Again, no response, so I resigned myself to skipping the bit and walking over to his skeleton, reaching inside his ribs and gripping the remote.
“You know, you always were the ‘heart’ of the problem,” I murmured softly.
Going down the stairs I approached the launch pad. The bunker was illuminated why the warm light from the windows above the garage doors. Not that they led anywhere now that the tunnel collapsed. Where else did the light come from?
However, despite the radiation seeping in through the walls, I still felt I was a lot more safe inside than outside. In front of the garage doors was a launch pad where the rocket sat. In normal circumstances there would be a second rocket that I could test to see if I was making the right calculations.
However, with limited resources, that was no longer an option. The rocket was intended to go to space and deposit a satellite up there for the Russians, however, with a few course adjustments, it would change trajectory and land outside the radiation infected country that I was in.
The hull would protect me from radiation, but certainly wasn’t secure enough for space, at least, not secure enough to last long. Remembering this I pulled on the makeshift suit and mask, preparing myself mentally for the many possible deaths that I may encounter.
With all this in mind, I sighed deeply and approached the computer to check a few readings.
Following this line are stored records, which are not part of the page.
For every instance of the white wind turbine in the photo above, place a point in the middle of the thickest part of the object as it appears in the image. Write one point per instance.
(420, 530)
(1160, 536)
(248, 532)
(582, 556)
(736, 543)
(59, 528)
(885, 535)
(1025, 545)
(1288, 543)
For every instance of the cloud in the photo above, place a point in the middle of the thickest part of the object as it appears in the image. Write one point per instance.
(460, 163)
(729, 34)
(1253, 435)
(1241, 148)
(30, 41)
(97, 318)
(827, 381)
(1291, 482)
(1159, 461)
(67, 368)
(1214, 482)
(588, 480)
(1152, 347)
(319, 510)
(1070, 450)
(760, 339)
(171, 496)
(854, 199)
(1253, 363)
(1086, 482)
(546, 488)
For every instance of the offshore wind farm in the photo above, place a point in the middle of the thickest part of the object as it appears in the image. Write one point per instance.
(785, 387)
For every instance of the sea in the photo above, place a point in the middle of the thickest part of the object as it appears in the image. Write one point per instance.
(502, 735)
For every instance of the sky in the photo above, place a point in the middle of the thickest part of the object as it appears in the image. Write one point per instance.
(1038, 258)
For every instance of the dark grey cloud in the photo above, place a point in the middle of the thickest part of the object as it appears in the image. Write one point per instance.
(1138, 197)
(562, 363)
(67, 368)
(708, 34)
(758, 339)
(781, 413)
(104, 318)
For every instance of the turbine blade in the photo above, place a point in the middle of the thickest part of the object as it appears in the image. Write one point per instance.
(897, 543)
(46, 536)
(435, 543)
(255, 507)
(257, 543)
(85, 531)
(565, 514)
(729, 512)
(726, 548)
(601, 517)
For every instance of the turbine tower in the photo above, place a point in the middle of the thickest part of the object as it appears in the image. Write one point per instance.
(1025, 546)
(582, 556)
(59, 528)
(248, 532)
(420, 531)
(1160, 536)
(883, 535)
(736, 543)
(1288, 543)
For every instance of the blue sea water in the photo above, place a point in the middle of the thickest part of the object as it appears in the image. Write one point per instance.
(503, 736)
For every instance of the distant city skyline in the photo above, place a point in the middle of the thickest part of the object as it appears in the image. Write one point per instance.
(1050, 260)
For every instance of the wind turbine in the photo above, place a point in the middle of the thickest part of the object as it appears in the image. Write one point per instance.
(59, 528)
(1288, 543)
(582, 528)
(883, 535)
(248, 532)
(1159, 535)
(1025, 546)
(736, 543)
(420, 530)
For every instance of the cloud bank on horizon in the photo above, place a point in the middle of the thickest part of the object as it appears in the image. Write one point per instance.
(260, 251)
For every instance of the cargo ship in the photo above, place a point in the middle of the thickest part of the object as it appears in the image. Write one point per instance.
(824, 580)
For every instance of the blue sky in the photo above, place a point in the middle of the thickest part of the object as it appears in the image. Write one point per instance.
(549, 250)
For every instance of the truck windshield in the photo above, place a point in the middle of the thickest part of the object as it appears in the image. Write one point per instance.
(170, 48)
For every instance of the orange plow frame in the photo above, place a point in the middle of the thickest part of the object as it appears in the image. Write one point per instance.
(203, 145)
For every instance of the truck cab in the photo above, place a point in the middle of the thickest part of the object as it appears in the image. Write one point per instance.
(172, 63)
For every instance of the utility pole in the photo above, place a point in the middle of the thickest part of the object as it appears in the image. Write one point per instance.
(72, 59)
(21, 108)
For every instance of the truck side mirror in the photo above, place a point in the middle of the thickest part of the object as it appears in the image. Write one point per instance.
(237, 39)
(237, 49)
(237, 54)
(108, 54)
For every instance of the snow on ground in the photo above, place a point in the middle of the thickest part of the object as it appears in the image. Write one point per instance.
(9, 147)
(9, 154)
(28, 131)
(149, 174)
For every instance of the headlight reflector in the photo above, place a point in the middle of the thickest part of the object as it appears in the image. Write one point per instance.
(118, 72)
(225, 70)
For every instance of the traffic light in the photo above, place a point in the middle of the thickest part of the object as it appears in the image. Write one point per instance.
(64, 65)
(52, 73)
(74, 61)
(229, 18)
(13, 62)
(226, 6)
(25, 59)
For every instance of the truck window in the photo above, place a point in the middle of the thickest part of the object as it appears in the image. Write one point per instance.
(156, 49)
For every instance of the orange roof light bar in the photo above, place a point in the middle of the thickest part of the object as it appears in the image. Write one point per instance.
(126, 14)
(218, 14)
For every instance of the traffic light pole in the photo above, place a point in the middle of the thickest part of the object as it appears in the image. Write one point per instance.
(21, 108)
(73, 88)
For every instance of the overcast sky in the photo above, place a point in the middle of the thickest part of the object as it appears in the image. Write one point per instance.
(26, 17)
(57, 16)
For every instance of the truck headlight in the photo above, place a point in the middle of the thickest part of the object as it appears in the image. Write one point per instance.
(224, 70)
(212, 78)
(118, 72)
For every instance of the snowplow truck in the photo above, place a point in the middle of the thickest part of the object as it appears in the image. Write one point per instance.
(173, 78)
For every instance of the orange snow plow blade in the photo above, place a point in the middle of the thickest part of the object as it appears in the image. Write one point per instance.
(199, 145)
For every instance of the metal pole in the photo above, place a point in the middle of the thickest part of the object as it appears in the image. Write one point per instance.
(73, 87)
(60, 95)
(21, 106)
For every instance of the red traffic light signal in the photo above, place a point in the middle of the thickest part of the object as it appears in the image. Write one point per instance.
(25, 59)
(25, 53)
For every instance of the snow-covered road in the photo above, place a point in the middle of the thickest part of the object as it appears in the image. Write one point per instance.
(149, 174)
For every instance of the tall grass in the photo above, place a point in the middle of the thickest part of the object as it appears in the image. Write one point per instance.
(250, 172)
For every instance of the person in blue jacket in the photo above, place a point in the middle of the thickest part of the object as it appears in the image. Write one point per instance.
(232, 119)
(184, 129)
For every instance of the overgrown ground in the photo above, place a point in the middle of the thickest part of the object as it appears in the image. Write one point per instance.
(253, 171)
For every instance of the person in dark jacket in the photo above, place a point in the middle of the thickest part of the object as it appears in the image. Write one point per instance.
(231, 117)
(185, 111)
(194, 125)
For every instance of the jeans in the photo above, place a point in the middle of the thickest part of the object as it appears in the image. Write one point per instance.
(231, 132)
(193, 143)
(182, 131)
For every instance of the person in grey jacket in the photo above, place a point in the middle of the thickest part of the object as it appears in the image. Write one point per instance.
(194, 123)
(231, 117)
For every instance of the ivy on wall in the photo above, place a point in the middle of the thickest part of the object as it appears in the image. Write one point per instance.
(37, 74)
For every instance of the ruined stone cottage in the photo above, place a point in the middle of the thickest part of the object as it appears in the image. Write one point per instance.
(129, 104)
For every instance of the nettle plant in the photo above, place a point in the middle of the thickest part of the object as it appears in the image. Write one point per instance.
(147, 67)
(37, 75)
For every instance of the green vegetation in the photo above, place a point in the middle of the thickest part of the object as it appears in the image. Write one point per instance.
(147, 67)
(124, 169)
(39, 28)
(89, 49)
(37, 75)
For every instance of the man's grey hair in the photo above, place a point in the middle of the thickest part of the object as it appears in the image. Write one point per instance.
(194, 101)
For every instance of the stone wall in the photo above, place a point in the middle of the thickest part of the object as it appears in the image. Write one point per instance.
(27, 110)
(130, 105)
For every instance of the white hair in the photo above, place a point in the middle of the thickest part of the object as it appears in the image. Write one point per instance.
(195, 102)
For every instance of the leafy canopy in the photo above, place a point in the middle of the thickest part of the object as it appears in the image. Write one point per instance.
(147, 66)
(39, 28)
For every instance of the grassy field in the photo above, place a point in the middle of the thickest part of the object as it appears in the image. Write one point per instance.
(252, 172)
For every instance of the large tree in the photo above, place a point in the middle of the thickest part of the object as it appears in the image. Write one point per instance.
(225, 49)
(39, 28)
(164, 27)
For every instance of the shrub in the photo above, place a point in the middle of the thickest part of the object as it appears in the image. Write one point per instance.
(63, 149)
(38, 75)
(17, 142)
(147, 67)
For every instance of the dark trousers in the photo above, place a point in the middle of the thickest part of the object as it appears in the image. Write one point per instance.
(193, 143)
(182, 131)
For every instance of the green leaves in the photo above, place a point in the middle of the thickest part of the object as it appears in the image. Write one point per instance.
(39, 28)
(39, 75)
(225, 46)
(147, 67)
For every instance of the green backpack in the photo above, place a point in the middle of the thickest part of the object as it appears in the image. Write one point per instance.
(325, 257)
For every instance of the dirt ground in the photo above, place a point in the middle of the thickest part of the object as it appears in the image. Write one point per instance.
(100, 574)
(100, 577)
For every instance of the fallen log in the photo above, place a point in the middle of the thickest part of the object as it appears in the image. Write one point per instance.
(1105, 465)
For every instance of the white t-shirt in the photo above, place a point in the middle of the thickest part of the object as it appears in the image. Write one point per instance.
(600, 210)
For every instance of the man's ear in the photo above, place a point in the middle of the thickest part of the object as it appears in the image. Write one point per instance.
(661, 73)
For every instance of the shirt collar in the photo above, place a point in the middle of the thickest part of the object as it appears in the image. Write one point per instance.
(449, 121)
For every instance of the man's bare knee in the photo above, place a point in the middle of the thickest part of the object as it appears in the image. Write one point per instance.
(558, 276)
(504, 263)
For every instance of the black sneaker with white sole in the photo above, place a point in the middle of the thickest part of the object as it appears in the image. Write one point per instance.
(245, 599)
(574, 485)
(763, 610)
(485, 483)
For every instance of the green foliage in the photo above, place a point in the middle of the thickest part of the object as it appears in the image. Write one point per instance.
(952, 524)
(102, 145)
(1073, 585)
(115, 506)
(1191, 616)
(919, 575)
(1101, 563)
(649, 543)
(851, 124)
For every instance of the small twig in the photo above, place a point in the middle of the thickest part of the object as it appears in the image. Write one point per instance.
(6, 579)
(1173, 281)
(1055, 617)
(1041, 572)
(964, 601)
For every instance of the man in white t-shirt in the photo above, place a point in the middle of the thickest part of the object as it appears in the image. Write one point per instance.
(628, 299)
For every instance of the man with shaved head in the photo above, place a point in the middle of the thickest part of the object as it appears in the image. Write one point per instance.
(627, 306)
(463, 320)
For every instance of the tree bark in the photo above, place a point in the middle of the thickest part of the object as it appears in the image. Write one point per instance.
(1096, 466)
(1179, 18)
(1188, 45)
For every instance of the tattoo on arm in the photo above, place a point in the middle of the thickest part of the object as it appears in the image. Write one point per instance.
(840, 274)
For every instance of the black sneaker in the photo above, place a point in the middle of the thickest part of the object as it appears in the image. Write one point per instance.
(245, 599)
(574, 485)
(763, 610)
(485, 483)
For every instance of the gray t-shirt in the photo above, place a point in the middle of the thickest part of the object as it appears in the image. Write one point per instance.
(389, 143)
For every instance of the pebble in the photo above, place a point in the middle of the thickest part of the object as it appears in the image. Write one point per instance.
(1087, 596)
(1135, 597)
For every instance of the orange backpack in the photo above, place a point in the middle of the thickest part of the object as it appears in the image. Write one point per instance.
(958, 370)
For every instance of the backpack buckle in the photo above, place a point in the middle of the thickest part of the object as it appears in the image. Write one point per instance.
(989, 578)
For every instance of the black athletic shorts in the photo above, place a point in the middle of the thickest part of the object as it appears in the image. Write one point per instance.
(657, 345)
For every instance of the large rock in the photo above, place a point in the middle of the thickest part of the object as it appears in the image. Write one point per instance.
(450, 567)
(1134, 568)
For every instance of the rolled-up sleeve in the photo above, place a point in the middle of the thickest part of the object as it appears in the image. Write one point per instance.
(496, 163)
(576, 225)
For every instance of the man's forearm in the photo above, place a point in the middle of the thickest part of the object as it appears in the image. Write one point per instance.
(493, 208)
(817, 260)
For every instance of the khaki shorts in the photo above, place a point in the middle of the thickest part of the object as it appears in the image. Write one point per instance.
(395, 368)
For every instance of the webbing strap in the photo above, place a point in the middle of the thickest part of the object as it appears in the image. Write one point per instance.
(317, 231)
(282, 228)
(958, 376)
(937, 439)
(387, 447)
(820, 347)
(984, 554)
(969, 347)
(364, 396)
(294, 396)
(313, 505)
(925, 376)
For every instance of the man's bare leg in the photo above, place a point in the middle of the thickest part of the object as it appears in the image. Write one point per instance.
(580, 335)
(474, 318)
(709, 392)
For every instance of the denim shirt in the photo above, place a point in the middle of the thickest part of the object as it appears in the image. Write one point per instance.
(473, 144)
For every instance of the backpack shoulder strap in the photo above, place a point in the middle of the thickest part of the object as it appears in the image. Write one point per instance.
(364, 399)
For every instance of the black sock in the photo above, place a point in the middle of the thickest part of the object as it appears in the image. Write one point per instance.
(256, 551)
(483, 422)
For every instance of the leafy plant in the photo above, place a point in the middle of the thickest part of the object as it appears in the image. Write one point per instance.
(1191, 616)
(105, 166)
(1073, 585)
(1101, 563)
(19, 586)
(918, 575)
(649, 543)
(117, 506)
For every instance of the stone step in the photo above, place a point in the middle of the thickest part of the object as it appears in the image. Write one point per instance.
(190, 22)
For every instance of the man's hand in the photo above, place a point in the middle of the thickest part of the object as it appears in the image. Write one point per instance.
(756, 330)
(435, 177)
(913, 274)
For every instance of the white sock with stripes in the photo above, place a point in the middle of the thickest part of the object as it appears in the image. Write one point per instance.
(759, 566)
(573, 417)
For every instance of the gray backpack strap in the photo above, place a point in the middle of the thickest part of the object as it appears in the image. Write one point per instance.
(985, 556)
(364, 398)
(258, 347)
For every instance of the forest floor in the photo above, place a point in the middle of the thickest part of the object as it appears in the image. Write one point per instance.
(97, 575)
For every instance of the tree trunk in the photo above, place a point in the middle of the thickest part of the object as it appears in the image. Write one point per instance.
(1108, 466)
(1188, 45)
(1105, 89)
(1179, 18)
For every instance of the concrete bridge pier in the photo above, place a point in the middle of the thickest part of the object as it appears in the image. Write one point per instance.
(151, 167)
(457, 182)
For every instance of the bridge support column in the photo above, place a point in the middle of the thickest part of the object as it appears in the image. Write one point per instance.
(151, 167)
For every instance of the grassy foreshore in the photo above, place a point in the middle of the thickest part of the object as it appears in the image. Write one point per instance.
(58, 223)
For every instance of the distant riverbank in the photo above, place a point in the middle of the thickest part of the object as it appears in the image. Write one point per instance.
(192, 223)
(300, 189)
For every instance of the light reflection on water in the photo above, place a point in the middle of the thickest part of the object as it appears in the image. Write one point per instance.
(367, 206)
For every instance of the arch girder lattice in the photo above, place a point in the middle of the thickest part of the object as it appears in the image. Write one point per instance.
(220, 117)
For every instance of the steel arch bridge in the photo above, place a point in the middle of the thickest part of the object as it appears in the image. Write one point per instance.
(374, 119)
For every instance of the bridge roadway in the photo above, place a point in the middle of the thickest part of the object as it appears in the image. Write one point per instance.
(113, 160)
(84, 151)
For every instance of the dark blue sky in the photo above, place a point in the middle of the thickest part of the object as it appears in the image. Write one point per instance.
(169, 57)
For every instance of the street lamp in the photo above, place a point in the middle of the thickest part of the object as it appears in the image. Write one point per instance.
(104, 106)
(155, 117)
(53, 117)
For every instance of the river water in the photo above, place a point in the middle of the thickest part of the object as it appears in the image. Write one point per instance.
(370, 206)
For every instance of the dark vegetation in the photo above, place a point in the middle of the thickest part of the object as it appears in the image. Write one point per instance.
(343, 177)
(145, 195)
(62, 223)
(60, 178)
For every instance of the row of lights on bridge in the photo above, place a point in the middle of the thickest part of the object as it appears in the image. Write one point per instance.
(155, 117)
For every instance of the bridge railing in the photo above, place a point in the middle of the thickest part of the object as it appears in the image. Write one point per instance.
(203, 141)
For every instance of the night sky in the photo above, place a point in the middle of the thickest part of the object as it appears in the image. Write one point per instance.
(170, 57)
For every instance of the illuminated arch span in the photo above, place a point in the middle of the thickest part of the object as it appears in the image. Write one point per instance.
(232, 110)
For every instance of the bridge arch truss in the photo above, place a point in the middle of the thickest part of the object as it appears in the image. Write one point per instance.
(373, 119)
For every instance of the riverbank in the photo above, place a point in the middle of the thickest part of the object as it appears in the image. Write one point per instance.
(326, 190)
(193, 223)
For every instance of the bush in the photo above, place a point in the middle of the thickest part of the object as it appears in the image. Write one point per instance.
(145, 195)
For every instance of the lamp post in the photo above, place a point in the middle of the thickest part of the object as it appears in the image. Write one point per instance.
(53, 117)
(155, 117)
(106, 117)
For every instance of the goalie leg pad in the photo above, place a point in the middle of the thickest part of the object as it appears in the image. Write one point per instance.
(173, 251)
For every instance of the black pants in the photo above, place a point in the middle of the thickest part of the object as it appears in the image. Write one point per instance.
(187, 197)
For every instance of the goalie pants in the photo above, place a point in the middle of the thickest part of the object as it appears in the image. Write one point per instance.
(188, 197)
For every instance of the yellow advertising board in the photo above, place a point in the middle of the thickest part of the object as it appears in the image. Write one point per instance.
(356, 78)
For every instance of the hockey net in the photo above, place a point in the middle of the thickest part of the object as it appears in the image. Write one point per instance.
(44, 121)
None seemed to make much sense, but they were all green so I took that as a good sign. Next, I approached the generator which powered all the electronics of the rocket. With any luck there wasn’t a bad connection and the power would remain long enough in the batteries till I made the jump.
With nothing left to lose or check I did one last walk around the bunker.
“What are you waiting for?” Jeremy asked.
“I’m just taking it all in,” I murmured. “I mean, there are a lot of possible problems, but the reward is a chance to live another life.”
“You know you didn’t escape all the radiation, right?”
“You know, a little radiation is good for you, they say.”
“No, it isn’t.”
“Just shut up, Jeremy. What would you know about anything? You were left clueless in your room because every time you interfere there were setbacks. And that’s exactly why I left you in that radiation infested room, because maybe you wouldn’t be a problem any longer.”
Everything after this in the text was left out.